俺はカバンから古ぼけた小さな王冠を取り出してミカゲの頭に乗せた。一度ボールに戻して自分の図鑑を開く。通信交換の準備が整うと、俺と剣山はお互いに図鑑を向かい合わせにした。
「いくぜ」
「早くしなよ」
通信交換なんて久しぶりだ。最近はチェレンに手伝わされるようなことも無かったし。
図鑑の発光にボールが吸い込まれ、暫くしてポンっと音を立ててボールが飛び出して来た。中を覗くとそこに見えたのは見覚えのある茶色の塊………嫌味か。何でイーブイを交換に出してくんだよ。
「イーブイ……」
「可愛いだろ!」
「心の底からどうでもいい。早くミカゲ戻そうよ」
ずいっと図鑑を突き出せば、剣山は「可愛いのに……」とぶつぶつ言っていた。可愛い?コレが?俺の掌の無数の傷の生産者のコレが?
帰ってきたミカゲをボールから出すと、カエルになっていた。
緑と黄色が基調のポケモン。これがニョロトノか。
ニョロトノーーーミカゲはくいっと右腕をあげて「やあ」と言わんばかりにトノ、と鳴いた。

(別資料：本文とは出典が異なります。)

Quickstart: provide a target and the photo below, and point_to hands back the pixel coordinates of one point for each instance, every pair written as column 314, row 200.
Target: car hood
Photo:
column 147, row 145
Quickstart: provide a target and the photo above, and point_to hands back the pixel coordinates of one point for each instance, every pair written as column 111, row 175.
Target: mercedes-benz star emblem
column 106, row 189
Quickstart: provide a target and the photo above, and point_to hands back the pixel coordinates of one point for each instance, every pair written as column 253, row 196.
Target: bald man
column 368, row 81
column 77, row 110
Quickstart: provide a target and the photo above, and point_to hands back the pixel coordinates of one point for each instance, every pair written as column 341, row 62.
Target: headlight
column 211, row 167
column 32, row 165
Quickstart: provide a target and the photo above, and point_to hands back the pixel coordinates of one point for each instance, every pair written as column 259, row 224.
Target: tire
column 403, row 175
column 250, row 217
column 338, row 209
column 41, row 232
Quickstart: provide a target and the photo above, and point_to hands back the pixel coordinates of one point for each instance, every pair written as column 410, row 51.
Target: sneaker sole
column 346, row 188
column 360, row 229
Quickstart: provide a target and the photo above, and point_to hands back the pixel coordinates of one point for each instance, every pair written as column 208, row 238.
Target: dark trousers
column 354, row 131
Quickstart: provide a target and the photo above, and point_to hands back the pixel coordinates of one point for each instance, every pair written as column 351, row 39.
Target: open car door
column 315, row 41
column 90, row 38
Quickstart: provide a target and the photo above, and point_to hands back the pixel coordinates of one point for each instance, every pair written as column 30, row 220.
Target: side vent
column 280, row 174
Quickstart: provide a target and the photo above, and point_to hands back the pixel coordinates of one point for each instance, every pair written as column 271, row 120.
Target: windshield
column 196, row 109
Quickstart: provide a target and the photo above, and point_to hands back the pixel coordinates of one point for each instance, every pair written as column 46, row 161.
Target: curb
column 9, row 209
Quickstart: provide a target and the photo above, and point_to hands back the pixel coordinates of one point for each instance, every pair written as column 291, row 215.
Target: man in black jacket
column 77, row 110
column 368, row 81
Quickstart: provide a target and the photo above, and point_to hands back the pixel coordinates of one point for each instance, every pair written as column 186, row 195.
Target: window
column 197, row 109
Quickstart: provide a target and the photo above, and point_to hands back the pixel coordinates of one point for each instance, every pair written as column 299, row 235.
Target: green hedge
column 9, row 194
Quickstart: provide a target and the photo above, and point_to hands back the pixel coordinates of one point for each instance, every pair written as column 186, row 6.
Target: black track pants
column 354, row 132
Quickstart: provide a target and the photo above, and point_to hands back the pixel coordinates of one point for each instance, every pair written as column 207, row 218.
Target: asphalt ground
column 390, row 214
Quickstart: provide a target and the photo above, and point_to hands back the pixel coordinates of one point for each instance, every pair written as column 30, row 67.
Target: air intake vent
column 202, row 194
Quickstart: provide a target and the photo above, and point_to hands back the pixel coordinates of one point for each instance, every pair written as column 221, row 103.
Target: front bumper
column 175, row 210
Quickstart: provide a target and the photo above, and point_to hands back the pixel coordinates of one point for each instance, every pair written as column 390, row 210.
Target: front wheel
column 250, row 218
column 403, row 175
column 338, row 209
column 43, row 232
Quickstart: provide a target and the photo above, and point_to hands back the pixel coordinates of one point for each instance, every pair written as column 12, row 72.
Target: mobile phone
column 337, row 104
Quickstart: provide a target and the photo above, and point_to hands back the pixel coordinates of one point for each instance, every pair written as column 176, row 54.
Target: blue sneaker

思わずやあ、と俺も腕を上げて返してしまう。様子を見ていた剣山が吹き出したので脛に蹴りを入れた。自業自得だ。
「いてえ……!」
「はっ、ざまァ見ろ。阿呆面晒してるからそうなるんだよ」
「前言撤回!てめぇレッドに似てなんかねえ!レッドはここまで横暴じゃない!」
「ここまで、ってことは其れなりに横暴なんだね」
ぎゃあぎゃあ喚く剣山をいなしながら芝生の上に寝転がる。膝に乗せていたエイドを横に転がしてミカゲを手招いた。
「おい、人の話を」
「聞けっていうならもっと実のある話をしなよ。……眠い。寝る。ミカゲ、おいで…」
「トノー」
横に寝転がったミカゲを撫でて目を閉じた。日差しが柔らかくて絶好の昼寝日和だと思う。
「おい、ゼロ………うわ、もう寝てるよ。自由な奴だな……」
剣山が何やら言ってるのをBGMにして、俺の意識は沈んでいった。